Pink dolphins spur on swimmer to break Hong Kong-Macau record
Hong Kong-based Briton beats old record by 10 minutes as he salutes his 'amazing' team
A large pod of pink dolphins spurred on swimmer Simon Holiday to set a new Hong Kong to Macau record - completing the challenge yesterday in 10 hours, 20 minutes and 30 seconds.
Holliday completed his historic 35 kilometre swim across the Pearl River Delta, from Peaked Hill (Kai Yet Kok) to Hac Sa Beach in Macau, breaking the 2005 record previously held by Beijing marathon swimmer Zhang Jian of 10 hours and 30 minutes.
Ocean paddler Shu Pu, who guided Holliday, also became the first person to paddle solo across the delta.
Holliday raised his arms in triumph as he completed his swim in and was immediately congratulated by well-wishers, including his parents on his Facebook page.
Holliday said he had been swimming with a group of pink dolphins as he closed in on the record.
“There were tough moments – lots of big tankers in the start, and lots of time to contemplate what I was doing, but the jellyfish didn’t appear, and instead, the dolphins did, for over an hour.
"It was one of the most amazing moments of my life to see them around us for so long, even though I had to keep my head down and kept going.
“My team have been amazing – Shu Pu has worked tirelessly to make this swim happen and was with me all the way on her outrigger canoe.
“And to the rest of the crew – thanks so much for your tireless support.

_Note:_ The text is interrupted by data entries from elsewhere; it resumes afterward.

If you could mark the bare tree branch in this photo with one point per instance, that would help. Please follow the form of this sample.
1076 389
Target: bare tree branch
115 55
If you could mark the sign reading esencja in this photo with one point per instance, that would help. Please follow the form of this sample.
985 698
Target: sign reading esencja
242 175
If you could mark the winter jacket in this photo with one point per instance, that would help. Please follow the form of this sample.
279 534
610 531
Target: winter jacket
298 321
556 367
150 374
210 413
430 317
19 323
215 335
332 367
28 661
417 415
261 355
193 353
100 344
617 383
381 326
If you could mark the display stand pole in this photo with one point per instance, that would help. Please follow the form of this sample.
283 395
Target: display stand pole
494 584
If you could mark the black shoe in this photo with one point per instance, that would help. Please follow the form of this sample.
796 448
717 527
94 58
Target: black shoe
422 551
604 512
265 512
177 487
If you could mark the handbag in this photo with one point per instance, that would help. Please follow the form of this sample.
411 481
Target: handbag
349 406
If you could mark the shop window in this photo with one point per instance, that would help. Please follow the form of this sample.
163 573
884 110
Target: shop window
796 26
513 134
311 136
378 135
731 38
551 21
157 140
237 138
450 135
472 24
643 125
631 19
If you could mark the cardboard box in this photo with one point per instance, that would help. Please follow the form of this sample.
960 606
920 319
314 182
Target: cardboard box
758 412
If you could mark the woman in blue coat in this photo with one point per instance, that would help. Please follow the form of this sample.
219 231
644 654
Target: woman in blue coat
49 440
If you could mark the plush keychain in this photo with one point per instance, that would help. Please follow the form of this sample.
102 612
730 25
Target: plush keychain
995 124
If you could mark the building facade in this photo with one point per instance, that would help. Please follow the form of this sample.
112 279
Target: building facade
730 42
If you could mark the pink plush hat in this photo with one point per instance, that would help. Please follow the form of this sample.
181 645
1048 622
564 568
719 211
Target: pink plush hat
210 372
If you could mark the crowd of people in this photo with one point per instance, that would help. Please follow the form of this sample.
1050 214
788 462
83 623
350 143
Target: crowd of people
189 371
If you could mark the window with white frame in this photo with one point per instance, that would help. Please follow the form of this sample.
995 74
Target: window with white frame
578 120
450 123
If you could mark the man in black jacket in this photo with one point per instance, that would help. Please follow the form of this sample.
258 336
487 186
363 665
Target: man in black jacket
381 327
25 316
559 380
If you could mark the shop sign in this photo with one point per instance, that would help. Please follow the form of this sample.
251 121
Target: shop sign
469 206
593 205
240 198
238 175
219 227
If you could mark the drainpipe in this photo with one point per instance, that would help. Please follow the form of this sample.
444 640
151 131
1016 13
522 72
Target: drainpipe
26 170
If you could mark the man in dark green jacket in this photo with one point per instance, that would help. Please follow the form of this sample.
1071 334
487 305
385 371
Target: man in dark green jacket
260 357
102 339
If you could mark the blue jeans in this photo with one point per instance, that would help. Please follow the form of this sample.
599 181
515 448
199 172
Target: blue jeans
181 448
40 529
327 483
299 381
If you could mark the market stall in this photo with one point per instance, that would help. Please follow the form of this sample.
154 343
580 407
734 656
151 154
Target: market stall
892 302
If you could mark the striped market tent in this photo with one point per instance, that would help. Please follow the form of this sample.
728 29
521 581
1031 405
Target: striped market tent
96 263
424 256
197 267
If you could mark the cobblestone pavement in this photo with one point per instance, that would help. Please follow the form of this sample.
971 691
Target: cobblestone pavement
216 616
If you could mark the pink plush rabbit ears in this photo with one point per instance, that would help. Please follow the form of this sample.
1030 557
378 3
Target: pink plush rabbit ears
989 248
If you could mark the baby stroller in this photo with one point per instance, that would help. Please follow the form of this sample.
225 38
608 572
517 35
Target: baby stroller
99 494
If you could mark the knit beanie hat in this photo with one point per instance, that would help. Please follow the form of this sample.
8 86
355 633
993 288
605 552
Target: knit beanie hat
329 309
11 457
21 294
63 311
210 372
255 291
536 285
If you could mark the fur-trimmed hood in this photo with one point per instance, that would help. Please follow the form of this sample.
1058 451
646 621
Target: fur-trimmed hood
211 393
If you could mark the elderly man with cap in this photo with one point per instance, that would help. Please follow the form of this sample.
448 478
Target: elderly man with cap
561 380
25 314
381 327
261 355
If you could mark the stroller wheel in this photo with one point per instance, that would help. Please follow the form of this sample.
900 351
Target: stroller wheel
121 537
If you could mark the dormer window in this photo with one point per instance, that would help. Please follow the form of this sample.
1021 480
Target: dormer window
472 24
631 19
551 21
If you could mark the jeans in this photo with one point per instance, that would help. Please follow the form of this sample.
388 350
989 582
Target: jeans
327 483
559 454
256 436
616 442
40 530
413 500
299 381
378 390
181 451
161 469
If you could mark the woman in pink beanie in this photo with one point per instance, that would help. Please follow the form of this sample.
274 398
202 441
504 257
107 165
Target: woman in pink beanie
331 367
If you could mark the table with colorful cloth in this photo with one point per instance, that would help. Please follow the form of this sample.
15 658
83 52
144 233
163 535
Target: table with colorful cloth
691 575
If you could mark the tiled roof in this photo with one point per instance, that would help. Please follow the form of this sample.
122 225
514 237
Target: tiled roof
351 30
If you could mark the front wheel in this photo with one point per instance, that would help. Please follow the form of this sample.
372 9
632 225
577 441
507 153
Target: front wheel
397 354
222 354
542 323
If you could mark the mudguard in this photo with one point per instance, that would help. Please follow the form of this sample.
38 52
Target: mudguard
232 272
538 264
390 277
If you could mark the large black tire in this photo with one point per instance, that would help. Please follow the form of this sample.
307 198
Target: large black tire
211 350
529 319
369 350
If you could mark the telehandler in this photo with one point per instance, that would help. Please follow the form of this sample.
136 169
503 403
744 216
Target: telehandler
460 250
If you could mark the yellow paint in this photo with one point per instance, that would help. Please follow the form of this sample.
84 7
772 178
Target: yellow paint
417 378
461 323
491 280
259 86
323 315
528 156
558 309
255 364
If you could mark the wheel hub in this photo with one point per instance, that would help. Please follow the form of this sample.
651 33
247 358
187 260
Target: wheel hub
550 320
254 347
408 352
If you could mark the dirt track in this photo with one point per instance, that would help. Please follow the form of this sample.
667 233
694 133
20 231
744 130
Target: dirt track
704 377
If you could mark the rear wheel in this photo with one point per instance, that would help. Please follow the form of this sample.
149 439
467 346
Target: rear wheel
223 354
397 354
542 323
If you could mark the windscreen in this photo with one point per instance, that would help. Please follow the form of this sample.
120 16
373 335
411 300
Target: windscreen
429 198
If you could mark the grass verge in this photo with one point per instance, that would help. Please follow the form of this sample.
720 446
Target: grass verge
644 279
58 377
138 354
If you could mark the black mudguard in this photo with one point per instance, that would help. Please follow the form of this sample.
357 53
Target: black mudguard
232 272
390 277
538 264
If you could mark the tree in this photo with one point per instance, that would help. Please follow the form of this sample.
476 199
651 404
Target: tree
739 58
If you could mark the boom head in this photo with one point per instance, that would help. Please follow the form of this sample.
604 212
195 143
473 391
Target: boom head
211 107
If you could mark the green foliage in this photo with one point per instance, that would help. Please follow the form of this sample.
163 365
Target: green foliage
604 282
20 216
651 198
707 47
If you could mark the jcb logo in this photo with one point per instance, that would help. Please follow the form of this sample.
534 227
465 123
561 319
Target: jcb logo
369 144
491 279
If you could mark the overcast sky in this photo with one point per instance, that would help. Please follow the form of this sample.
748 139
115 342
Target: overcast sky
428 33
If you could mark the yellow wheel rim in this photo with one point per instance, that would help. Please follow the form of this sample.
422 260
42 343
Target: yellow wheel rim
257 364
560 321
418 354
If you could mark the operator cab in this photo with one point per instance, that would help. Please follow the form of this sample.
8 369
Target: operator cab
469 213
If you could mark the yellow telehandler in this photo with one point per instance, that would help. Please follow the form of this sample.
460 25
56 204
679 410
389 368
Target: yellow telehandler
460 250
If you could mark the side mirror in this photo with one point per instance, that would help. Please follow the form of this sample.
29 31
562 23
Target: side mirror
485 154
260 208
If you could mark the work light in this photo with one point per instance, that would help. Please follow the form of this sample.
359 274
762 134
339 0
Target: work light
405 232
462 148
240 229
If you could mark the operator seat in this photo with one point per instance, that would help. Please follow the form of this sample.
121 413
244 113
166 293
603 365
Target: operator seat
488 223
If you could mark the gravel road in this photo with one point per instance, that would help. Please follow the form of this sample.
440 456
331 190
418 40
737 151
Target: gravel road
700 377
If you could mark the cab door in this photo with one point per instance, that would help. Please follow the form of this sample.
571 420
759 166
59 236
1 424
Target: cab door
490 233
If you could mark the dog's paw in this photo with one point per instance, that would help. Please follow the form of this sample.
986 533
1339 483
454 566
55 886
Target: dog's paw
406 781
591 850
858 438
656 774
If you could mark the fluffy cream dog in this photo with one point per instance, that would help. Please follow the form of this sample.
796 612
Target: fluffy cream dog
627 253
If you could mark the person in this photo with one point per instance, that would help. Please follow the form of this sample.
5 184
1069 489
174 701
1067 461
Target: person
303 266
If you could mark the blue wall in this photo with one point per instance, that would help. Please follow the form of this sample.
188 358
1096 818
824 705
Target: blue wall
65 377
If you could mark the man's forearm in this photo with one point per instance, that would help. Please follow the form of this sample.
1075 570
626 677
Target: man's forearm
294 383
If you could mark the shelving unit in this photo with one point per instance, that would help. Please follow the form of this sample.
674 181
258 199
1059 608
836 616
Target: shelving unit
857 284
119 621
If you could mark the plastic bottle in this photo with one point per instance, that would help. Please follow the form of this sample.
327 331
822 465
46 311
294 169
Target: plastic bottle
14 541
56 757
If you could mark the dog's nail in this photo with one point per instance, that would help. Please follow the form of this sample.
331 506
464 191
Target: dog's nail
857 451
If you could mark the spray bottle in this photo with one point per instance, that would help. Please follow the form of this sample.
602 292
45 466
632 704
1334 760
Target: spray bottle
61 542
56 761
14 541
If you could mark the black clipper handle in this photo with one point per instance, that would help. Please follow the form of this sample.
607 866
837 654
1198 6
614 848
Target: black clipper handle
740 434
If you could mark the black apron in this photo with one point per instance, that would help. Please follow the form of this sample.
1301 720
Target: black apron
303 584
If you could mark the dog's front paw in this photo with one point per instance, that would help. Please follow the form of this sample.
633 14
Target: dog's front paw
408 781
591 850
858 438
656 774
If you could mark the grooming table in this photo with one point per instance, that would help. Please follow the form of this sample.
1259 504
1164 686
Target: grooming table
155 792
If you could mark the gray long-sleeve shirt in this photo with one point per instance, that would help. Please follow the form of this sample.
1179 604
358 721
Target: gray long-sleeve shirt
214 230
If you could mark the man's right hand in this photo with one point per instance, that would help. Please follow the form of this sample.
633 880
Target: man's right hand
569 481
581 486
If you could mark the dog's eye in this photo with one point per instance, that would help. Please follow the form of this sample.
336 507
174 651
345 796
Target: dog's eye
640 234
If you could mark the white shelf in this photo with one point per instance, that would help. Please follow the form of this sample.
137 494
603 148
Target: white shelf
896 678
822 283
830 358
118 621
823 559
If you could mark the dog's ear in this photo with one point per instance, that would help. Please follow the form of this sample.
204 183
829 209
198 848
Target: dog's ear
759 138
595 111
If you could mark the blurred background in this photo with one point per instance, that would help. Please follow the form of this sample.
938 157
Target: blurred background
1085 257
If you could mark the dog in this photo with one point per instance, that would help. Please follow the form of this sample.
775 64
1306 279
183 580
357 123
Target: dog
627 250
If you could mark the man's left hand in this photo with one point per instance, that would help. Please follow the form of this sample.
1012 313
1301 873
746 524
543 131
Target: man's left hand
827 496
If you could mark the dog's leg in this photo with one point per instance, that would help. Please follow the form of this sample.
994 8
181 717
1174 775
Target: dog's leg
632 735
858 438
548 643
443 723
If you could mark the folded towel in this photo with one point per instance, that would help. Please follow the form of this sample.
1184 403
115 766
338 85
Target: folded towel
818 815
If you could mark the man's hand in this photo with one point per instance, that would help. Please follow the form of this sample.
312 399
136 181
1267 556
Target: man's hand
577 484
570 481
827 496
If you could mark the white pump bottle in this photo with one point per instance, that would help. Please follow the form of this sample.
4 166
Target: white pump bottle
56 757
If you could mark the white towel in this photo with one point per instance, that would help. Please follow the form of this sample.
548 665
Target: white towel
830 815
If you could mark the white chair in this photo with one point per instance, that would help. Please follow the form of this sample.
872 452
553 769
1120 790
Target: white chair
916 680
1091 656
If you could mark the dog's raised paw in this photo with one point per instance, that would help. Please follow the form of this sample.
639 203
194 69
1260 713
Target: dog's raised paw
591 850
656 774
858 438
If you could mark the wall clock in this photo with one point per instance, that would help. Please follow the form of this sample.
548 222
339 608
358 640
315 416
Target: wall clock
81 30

This wouldn’t have happened without you.”
Doug Woodring of the Ocean Recovery Alliance said: “I’ve never seen so many dolphins – at one point there was around 30 of them. Today was not just a great day for the ocean, but a great day for Hong Kong open-water swimming."
Asked the first thing he was going to do after emerging from the water, Holliday replied: “I am going to have a pint of beer, in a glass.”
The “Clean Cross Swim” aims to raise awareness of plastics in the ocean. So far more than $218,000 has been raised to support the ‘Grate Art’ project, bringing eight local and Chinese artists to create plaques to remind people not to dump into drains on the street which drain directly into the ocean.